Irlands Premierminister hob als besonderen Erfolg die durch die Verfassung erreichte verbesserte demokratische Legitimation der Union durch weitere Kompetenzen für das Europaparlament hervor. Zugleich sei nun eine deutlichere Abgrenzung der Zuständigkeiten zwischen nationaler und europäischer Ebene erreicht worden. Darüber hinaus werde die Arbeit des Ministerrats nun transparenter und damit für den interessierten Bürger verständlicher, und mit der Verankerung der Grundrechtecharta seien die Grund- und Bürgerrechte der Menschen in Europa gestärkt worden.

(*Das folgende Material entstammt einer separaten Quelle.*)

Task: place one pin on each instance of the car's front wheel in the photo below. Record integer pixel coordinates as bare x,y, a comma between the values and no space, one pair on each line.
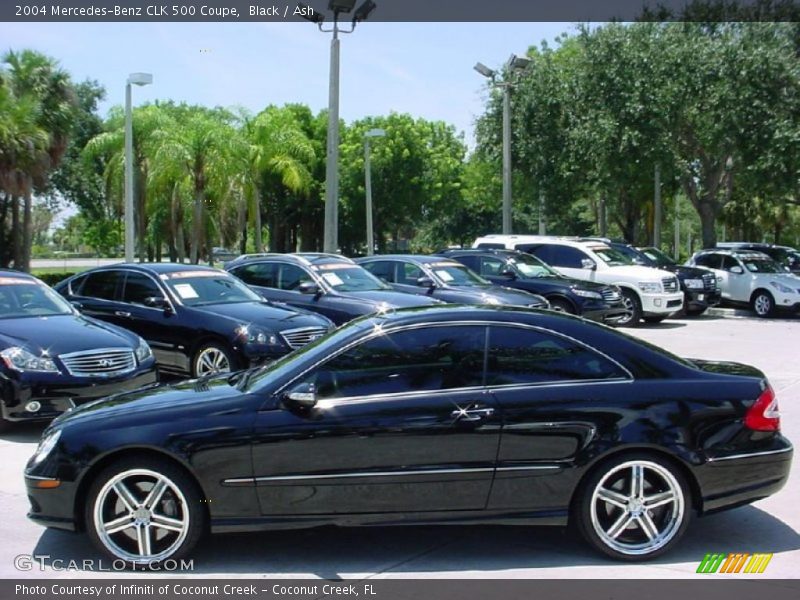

Für die EVP gratulierte deren Faktionsvorsitzender Hans-Gert Pöttering der irischen Regierung zu deren Erfolg, den europäischen Kontinent in einer schwierigen Phase so engagiert zusammengehalten zu haben. Die notwendige Umsetzung der Europäischen Verfassung habe für seine Gruppe die "Priorität der Prioritäten". Nicht nur das Europäische Parlament, sondern auch die nationalen Parlamente würden gestärkt, und somit die gesamte parlamentarische Demokratie.
Für die Sozialisten begrüßte der frühere Parlamentspräsident Klaus Hänsch vor allem die Tatsache, dass durch die Verfassung die Handlungsfähigkeit und die Transparenz der Union verbessert worden seien. In der öffentlichen Diskussion sei fast immer nur über die Streitpunkte berichtet worden. Dabei fänden sich mehr als 90 Prozent des ursprünglichen Konventsentwurfs in der Verfassung wieder. Sein Fraktionskollege, der Luxemburger Robert Goebbels, begrüßte es in seiner Stellungnahme zum Urteil des Europäischen Gerichtshofs zum Stabilitätspakt, dass sich die Richter in ihrem salomonischen Urteil nicht in die Politik eingemischt hätten, wie er es zunächst befürchtet habe. In Zukunft könne der europäische Rat der Wirtschafts- und Finanzminister zwar die Vorschläge der Kommission ignorieren oder ablehnen, er dürfe aber nicht eigenmächtig die Regeln ändern. H. H.